Marcher: Fleischverarbeiter ist schon seit jeher ein Mangelberuf, der handwerkliches Geschick, Kraft und eine positive Einstellung zur Tätigkeit erfordert. Wir haben eine eigene HR-Abteilung und nutzen Facebook als Akquise-Tool, viele Kollegen kommen natürlich auch aufgrund von Mundpropaganda, also der Empfehlung eines anderen Kollegen. Viele unserer Mitarbeiter kommen zudem aus dem benachbarten Ausland wie Ungarn, Slowenien, Kroatien oder – in unseren Betrieb im nördlichen Waldviertel – Tschechien. Wir bieten Unterkünfte, kostengünstiges Essen und Mitarbeiterermäßigungen an und unsere Bezahlung ist fair.
medianet: Transparenz in Sachen Fleischproduktion ist ein großes Thema. Beispielsweise sind die Standards bei Gänsen in Österreich höher als im nahen Ausland; es ist nicht verpflichtend, dass die Gastro die Herkunft ausweist, die meisten Martini-Gansln kamen laut Medien aber aus dem Ausland. Wie würden Sie die heimischen Tierstandards gerne präsentieren?

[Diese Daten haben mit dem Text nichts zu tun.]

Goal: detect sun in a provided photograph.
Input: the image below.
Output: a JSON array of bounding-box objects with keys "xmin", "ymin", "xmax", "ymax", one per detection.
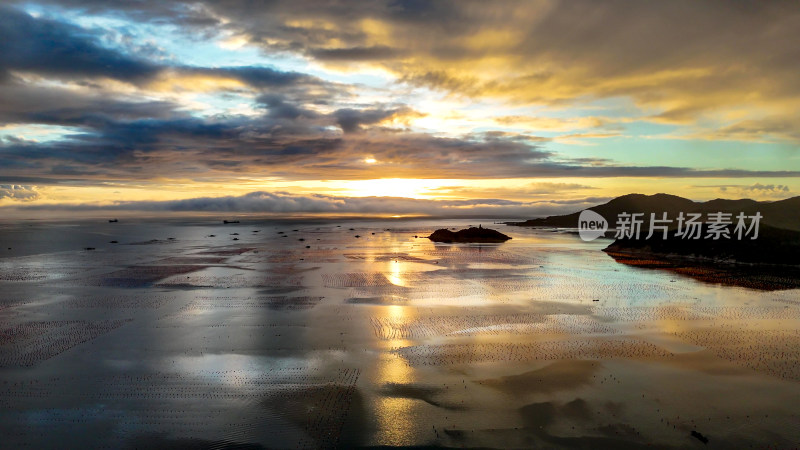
[{"xmin": 343, "ymin": 178, "xmax": 444, "ymax": 198}]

Marcher: Die Begriffe ‚Herkunft' und ‚Tierhaltungsstandards' werden häufig undifferenziert verwendet, und EU-Mindeststandards bei der Tierhaltung sind einheitlich geregelt, machen also nicht vor einer Ländergrenze halt. Teilweise gibt es in Österreich über die EU-Vorgaben hinausgehende Mindeststandards auf gesetzlicher Ebene und darüber hinaus – wie auch in anderen Ländern – private Programme mit noch höheren Standards. Nachdem in der ausgelaufenen Legislaturperiode eine gesetzliche Tierhaltungs-Kennzeichnungspflicht nicht mehr zustandegekommen ist, bemüht sich die Branche – von der Landwirtschaft, über die Verarbeitung bis hin zum Lebensmittelhandel – aktuell um einen privatrechtlichen Konsens, mit dem Ziel, dem Konsumenten diesbezüglich Transparenz zu bieten.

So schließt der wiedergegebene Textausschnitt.